Petites notes qui font joli :

- Les dieux lares sont les dieux associés à une famille ; en théorie chaque habitat, maison, immeuble, comprend un petit autel destiné aux offrandes pour les dieux lares, qui protègent la maison et ses habitants. Il y a fort à parier que pour beaucoup de chrétiens des premiers temps, ce soit resté une pratique plus ou moins ancrée parce qu'on a beaucoup fait de mélanges entre les traditions et les croyances, et que c'était une habitude avant tout. Et aussi parce qu'il n'était pas correct qu'un foyer n'ait pas son autel et ça pouvait paraître suspect. 

- Le chauffage dans les thermes, est effectué par des systèmes assez malins :) Ils étaient forts les romains. Il y avait des briques creuses dans les sols et les murs, qui permettaient de faire circuler l'air chaud. Mais aussi et surtout, les hypocaustes. Ca ressemble à ça : http://upload.wikimedia.org/wikipedia/commons/6/66/Arles_Thermes_de_Constantin_3_hypocauste.jpg ; l'air chaud circulait entre les piliers que vous voyez (les pilettes, en fait), juste en-dessous des sols des thermes (qui est cassé sur la photo mais qui recouvrait l'ensemble). C'est ça qu'on appelle le chauffage par hypocauste.

- En ce qui concerne la mosaïque, il faut bien se rappeler qu'outre le fait que ça soit joli, il y avait une fonction sanitaire primordiale. Elle était imperméable et elle permettait un nettoyage aux grandes eaux. En-dessous des petits carrés colorés (les tesselles) il y a donc plusieurs couches de préparations pour stabiliser les sols. 

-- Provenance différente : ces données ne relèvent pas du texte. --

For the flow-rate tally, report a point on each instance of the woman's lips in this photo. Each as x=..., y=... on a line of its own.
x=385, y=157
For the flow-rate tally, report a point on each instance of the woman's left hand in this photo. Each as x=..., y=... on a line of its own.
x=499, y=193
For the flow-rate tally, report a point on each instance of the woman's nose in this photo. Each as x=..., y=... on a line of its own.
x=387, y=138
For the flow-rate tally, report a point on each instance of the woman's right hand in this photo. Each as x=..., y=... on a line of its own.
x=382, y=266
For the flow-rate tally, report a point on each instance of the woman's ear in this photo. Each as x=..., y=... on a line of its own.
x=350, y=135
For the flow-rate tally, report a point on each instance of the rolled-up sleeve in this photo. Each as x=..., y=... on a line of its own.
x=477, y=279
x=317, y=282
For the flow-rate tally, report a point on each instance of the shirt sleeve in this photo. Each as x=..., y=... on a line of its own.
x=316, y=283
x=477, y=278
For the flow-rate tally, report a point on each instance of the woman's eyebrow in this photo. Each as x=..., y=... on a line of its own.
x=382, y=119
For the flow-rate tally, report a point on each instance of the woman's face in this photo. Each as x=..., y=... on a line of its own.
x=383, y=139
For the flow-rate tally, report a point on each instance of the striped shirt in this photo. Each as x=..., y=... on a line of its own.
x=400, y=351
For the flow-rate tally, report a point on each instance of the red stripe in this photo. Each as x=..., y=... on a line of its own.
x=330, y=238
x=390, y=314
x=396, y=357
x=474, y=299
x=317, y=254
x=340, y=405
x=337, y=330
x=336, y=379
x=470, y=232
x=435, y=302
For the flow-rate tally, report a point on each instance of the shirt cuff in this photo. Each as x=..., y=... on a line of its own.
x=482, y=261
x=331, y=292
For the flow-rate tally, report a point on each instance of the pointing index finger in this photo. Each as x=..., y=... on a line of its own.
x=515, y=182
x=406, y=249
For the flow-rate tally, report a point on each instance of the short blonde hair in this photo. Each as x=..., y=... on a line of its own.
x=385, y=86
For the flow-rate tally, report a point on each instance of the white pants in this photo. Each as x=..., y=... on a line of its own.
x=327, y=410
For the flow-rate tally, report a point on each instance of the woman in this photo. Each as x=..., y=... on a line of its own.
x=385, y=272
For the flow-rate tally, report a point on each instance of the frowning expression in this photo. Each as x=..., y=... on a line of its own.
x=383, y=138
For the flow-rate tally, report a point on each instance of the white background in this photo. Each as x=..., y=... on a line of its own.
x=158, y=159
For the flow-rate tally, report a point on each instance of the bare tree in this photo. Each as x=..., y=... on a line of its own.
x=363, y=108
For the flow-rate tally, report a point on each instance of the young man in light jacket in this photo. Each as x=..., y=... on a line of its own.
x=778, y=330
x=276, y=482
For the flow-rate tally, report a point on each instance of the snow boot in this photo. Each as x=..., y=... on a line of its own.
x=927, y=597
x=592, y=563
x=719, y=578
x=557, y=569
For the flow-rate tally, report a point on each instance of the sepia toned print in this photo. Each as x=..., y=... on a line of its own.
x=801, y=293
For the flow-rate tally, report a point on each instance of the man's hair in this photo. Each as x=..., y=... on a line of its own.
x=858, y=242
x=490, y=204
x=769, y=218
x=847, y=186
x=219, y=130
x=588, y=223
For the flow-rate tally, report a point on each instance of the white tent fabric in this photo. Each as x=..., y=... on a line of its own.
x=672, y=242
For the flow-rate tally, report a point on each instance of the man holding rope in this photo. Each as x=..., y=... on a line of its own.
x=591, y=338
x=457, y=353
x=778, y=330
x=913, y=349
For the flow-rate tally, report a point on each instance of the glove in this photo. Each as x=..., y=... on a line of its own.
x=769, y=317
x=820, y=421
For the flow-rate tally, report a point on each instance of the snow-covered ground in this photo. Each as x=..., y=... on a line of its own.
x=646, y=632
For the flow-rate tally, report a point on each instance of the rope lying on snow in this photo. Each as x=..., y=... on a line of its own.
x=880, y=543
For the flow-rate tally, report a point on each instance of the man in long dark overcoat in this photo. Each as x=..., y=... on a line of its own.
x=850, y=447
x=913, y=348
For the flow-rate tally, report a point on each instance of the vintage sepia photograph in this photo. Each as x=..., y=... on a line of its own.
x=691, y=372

- Pour ce qui est de la "domus"... j'ai été obligée d'inventer. Nous n'avons conservé qu'UNE SEULE domus ecclesia au monde... je devrais peut-être dire que nous AVIONS en fait, puisqu'elle se trouve en Syrie à Doura Europos, et qu'à ce jour nous ne savons pas du tout ce qu'il est advenu du site de fouilles (un site magnifique qui comprend plusieurs bâtiments exceptionnels, entre autres une synagogue et un temple de Mithra). Je ne vais pas vous détailler le tout mais il y a de très beaux décors, qui ont été déposes (ouf !) à Yale : 

http://classconnection.s3.amazonaws.com/425/flashcards/2184425/jpg/picture681351453669761.jpg .

En ce qui concerne la disposition de la "domus" j'ai donc dû improviser, en m'inspirant de Doura Europos mais aussi des dispositifs des synagogues.